Ezechiël maakt hier iets heel bijzonders mee. De hemel werd geopend. Dat betekent hier dat vanuit de hemel Ezechiël bijzondere dingen te zien en te horen krijgt. De profeet krijgt visioenen te zien. Dit onderstreept dat het hier om woorden en beelden gaat die van de HEERE zelf komen.

 

Vs 2 Het is het vijfde jaar na de deportatie van koning Jojachin door Nebukadnessar. Deze deportatie was ook het moment dat Ezechiël met andere belangrijke personen uit Jeruzalem naar Babel werd gebracht. Dit vond in 598 voor Christus plaats. Dus wat we hier lezen heeft in 593 voor Christus plaatsgevonden.

 

Vs 3 Hier wordt nog een keer benadrukt dat het de woorden van de HEERE zijn die tot Ezechiël komen. Dat krijgt nog meer nadruk doordat hier in de derde persoon over Ezechiël gesproken wordt. Terwijl in de verzen hieromheen in de eerste persoon gesproken wordt. Eerste persoon is: 'ik' en de derde persoon is 'hij'. De woorden die Ezechiël hoort komen van de HEERE. Hier wordt de naam Jahwe gebruikt. Die naam die de Here God zelf bekend gemaakt heeft. Zie Exodus 3:13,14. In deze naam laat de Here God zien dat Hij de volledig betrouwbare is. Dat was Hij in het verleden, dat is Hij in het heden en dat zal Hij zijn in de toekomst. Hij maakt ook nu de waarheid bekend aan Ezechiël.

Ezechiël is de zoon van Buzi. Van Buzi wordt gezegd dat hij een priester was. Dit betekent dat ook Ezechiël voor de priesterdienst bestemd was. Hij kan dat nu niet gaan doen, omdat hij ver van de tempel in Babel leeft. De HEERE heeft een andere taak voor hem. Dat is dat hij moet doorgeven wat de HEERE hem laat zien en horen. Deze priester wordt geroepen om Gods profeet in die tijd te zijn. We lezen nu voor het eerst wie het is die als profeet geroepen wordt. Het is Ezechiël. Zijn naam kan twee dingen betekenen: God is sterk, God maakt sterk. We zien in het boek Ezechiël heel duidelijk dat de HEERE, ook al is Zijn volk in ballingschap is, de enig levende God is. Dat het de HEERE is die vanuit de hemel als de Almachtige regeert. Zo maakt Hij juist de gelovigen onder Zijn volk sterk. Hij zorgt dat ze de werkelijkheid zien en daardoor bemoedigd worden en niet op verkeerde machten gaan bouwen.        
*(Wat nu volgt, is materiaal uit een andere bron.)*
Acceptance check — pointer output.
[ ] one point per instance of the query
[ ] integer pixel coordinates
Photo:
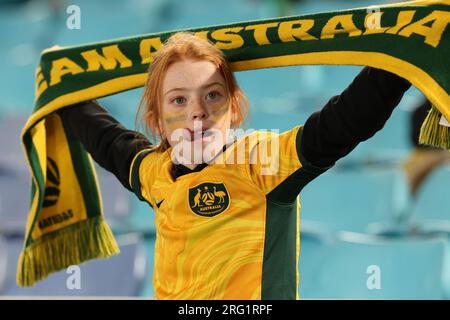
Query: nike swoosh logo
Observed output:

Hij is in het land van de Chaldeeën. Hij bevindt zich bij het Kebarkanaal. Zie over de Kebar vers 2. Het woord Chaldeeën. Deze naam komt van Aramese stammen die rond 1000 voor Christus naar het zuiden van Babylonië zijn getrokken. Nebukadnessar kwam uit deze stammen en was de tweede koning uit een Chaldees koningshuis dat over heel Babylonië regeerde.

In deze omstandigheden laat de HEERE Ezechiël visioenen zien en dan staat er dat de “hand van de HEERE daar op hem was.” De hand van de HEERE kan tegen mensen zijn. Dan komt Zijn straf. Dan is het de HEERE die vijanden of opstandelingen verslaat. Zie o.a. Richteren 2:15; 1 Samuël 7:13. Wanneer de hand van de HEERE op iemand is, betekent dit dat de HEERE Zijn bescherming geeft. Dat Hij geeft wat nodig is om de taak uit te voeren waartoe de HEERE roept. In het boek Ezechiël lezen we deze bemoedigende woorden van de HEERE bij visioenen die de profeet te zien krijgt. Zie o.a. 3:22; 8:1; 37:1; 40:1. Zie ook 2 Koningen 3:15.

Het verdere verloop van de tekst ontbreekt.